Sin darme cuenta, he estado caminando de un lado para el otro durante todo el rato que estuve pesando. Me dejo caer en mi cama, creyendo firmemente en que si no me calmo ahora terminaría abriendo una gruesa y ancha sanja en el suelo.

Me inclino para quitarme los tacones altos que había usado durante la mayor parte del día y los arrojo a un rincón de la habitación, luego me arrojo en mi cama, considerando la idea de que si un sueño por la tarde me vendría bien en ese momento o si sumergir la cabeza en mi tina en su lugar me ayudaría a pensar, cuando (y de manera muy inoportuna) alguien toca la puerta de mi habitación.
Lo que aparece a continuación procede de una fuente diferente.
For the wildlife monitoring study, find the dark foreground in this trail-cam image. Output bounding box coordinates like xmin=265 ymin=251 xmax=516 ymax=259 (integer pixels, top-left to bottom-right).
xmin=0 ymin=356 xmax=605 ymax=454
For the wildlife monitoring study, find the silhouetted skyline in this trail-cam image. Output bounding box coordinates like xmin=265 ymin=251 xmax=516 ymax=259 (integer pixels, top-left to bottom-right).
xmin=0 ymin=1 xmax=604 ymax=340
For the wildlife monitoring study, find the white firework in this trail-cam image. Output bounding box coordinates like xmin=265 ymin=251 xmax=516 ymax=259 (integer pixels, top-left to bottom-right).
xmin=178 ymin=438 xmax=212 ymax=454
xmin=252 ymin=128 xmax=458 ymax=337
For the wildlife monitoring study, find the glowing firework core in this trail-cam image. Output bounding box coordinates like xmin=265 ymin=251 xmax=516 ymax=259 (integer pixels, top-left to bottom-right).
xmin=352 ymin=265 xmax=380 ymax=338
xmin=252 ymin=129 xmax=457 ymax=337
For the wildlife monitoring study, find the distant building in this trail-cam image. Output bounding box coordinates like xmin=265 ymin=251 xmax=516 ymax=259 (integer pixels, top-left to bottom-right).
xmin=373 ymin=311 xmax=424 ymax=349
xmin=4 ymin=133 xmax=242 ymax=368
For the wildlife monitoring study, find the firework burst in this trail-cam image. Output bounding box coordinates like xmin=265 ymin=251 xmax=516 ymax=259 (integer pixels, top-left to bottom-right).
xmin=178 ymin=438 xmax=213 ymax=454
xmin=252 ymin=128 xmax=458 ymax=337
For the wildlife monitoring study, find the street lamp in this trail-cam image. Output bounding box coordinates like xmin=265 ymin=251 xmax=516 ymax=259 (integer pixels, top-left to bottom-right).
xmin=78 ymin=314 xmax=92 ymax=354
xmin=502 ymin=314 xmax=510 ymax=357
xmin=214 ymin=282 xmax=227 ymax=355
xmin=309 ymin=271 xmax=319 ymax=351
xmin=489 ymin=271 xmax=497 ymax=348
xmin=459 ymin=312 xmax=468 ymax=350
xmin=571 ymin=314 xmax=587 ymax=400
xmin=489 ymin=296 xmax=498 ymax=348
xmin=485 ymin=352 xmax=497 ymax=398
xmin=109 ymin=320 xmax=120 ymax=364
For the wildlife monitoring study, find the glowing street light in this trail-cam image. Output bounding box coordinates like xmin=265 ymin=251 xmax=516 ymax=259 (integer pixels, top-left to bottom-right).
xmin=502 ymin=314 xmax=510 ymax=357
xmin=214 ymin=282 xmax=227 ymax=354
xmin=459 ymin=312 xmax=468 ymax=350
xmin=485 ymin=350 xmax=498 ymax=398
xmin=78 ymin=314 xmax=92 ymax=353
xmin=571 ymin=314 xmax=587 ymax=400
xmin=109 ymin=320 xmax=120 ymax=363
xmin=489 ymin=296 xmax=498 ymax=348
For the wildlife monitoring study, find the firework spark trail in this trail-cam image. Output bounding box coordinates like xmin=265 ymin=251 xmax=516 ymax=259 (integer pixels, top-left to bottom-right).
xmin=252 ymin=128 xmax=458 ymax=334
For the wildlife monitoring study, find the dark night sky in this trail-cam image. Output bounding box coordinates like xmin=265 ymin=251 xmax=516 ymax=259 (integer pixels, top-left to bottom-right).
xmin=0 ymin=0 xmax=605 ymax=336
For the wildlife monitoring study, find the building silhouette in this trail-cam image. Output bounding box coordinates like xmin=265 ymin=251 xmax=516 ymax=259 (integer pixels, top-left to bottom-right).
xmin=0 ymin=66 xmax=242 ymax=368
Lanzo un suspiro y vuelvo a incorporarme de muy mala gana. Antes de abrir la puerta, justo cuando tengo el picaporte entre mis dedos, me doy cuenta de que todo esto parece una escena de película o libro y, que si las películas o libros tenían razón en algo, al otro lado de la puerta estará mi madre para conversar sobre mi actitud en la mesa durante el almuerzo, para que luego termine contándole todo lo que pasa en mi vida privada por un ataque de culpa bastante extraño y dramático y toda la escena terminaría en una reconciliación muy producida y un viejo obeso con muchos millones en el bolsillo gritaría «¡Corten!».